Hogg and Huppenkothen were involved in the inaugural hack week event, “Astro Data Hack Week,” held at the University of Washington in 2014, followed by Astro Hack Week at NYU in 2015. Those events brought together big-data researchers in astrophysics and cosmology. Since then, the team has held three more Astro Hack Week events, three “Neuro Hack Week” events for neuroscience and two “Geo Hack Week” events for the geosciences.
All hack week events have the same basic design and organizing principles. They usually commence with some structured periods for instruction, and then shift toward time for participant-driven, open-ended projects, as well as peer networking and free discussion. The projects can resemble a hackathon, but with greater emphasis on collaboration and learning rather than specific outcomes. Hack week participants tackle their projects in smaller groups, with organizers circulating to observe and provide feedback or encouragement.
The projects range from experiments that the participants brought from their home institutions to ideas that come up during the course. One project from the inaugural Astro Hack Week, for example, eventually became Stingray, a software project to provide algorithms to analyze time-series data in astronomy. At last month's Neurohackademy, a new two-week version of Neuro Hack Week, one team worked on developing common ways to analyze different types of MRI scans.
The events’ open-ended structure places greater responsibility on the organizers of each hack week.
Their paper includes supplementary materials detailing the hack week experiences and advice for other groups interested in starting their own workshops.
Participants gave hack weeks high scores for promoting open-science principles — in which researchers publicly post and share their datasets, code, and methods. Open science principles are critical to addressing challenges that researchers face in making their research more reproducible, says co-author Ariel Rokem, a data scientist with the University of Washington’s eScience Institute and co-organizer of the recent Neurohackademy, along with Tal Yarkoni at the University of Texas at Austin.

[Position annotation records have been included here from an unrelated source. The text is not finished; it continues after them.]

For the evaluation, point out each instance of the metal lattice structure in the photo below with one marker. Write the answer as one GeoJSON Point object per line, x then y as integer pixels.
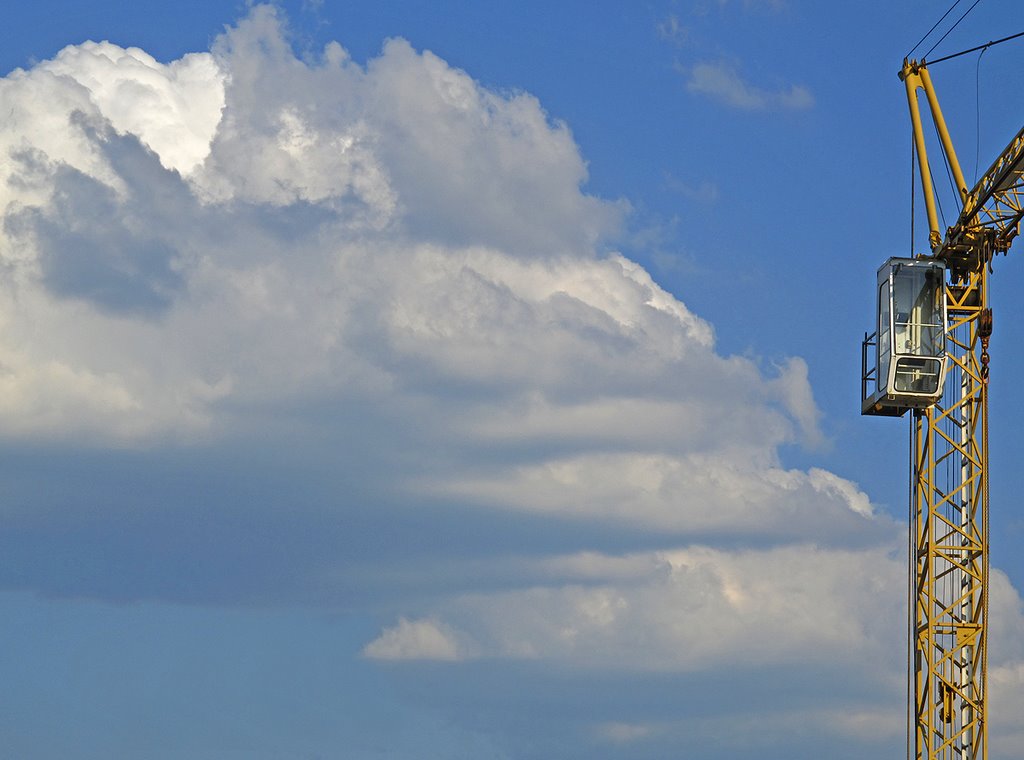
{"type": "Point", "coordinates": [949, 546]}
{"type": "Point", "coordinates": [949, 506]}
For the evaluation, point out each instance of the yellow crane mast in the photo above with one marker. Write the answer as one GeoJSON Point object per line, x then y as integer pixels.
{"type": "Point", "coordinates": [930, 353]}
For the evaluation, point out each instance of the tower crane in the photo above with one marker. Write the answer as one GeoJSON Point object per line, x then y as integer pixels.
{"type": "Point", "coordinates": [929, 355]}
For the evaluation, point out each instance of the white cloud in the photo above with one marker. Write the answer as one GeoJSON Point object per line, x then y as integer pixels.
{"type": "Point", "coordinates": [394, 254]}
{"type": "Point", "coordinates": [722, 82]}
{"type": "Point", "coordinates": [422, 639]}
{"type": "Point", "coordinates": [699, 608]}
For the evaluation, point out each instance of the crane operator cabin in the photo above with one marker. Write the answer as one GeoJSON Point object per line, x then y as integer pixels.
{"type": "Point", "coordinates": [908, 344]}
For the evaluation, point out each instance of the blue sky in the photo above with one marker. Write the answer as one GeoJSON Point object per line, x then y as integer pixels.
{"type": "Point", "coordinates": [382, 381]}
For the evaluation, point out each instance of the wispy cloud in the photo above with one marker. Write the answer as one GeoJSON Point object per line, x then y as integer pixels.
{"type": "Point", "coordinates": [723, 82]}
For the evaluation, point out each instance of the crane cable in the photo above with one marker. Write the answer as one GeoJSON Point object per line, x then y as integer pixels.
{"type": "Point", "coordinates": [952, 27]}
{"type": "Point", "coordinates": [932, 30]}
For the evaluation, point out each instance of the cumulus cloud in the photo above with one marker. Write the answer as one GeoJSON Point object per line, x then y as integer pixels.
{"type": "Point", "coordinates": [694, 608]}
{"type": "Point", "coordinates": [723, 82]}
{"type": "Point", "coordinates": [241, 244]}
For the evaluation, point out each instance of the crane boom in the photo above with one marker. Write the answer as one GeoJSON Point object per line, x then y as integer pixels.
{"type": "Point", "coordinates": [949, 522]}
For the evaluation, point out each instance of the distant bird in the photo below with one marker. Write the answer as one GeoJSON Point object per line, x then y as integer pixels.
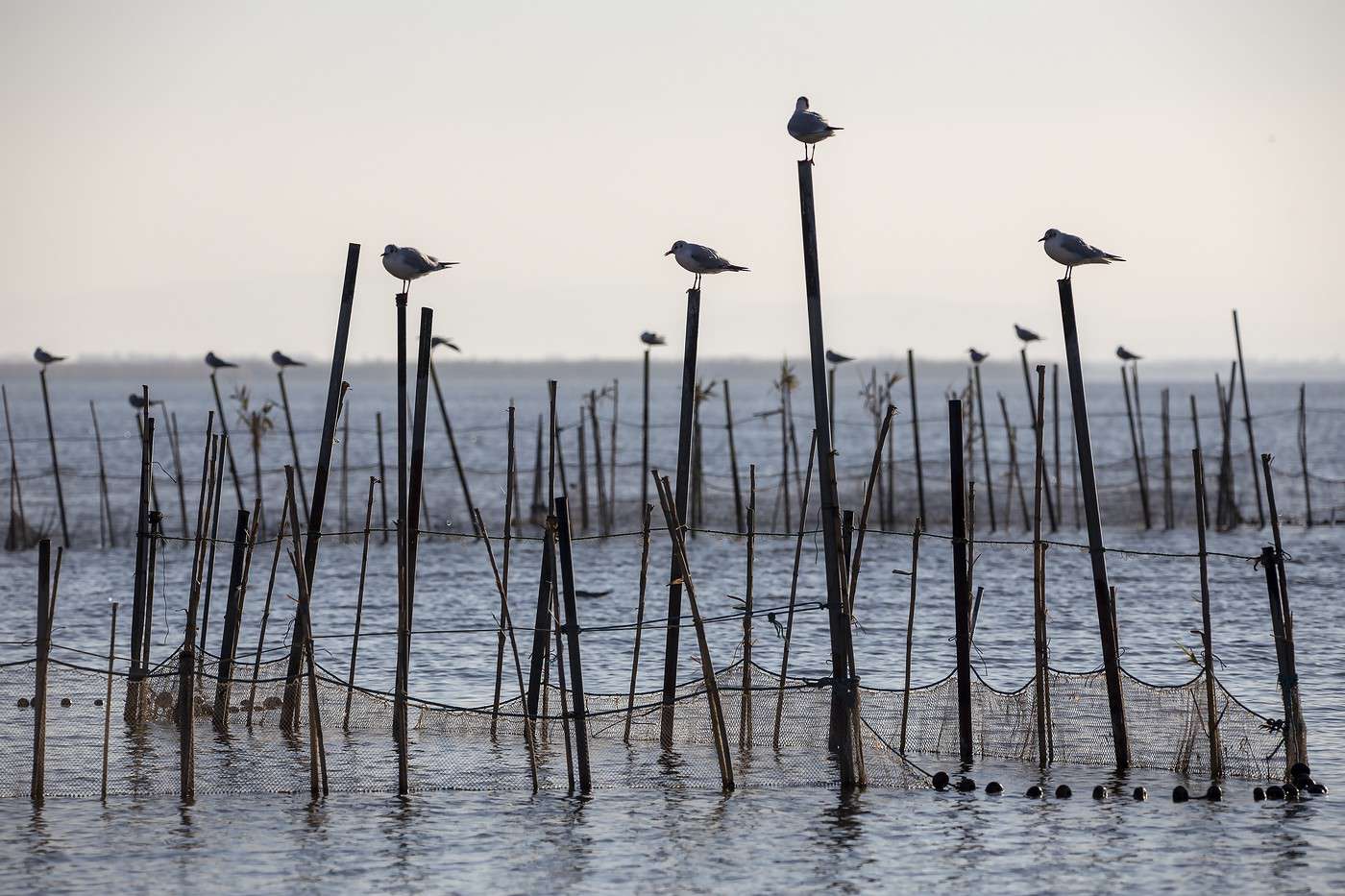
{"type": "Point", "coordinates": [215, 362]}
{"type": "Point", "coordinates": [409, 264]}
{"type": "Point", "coordinates": [44, 356]}
{"type": "Point", "coordinates": [837, 358]}
{"type": "Point", "coordinates": [1026, 335]}
{"type": "Point", "coordinates": [281, 359]}
{"type": "Point", "coordinates": [809, 128]}
{"type": "Point", "coordinates": [699, 260]}
{"type": "Point", "coordinates": [1071, 251]}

“One of our goals with the hack week format is to elevate the quality of science being done,” said Rokem. “The best way to do that is to try out ideas and share what you’ve learned.”
Additional co-authors are Karthik Ram at the Berkeley Institute for Data Science at the University of California, Berkeley and Anthony Arendt and Jake VanderPlas at the University of Washington’s eScience Institute.
The research was funded by the National Institutes of Health; the University of Washington; New York University; the University of California, Berkeley; the Charles and Lisa Simonyi Fund for Arts and Sciences; and the Washington Research Foundation.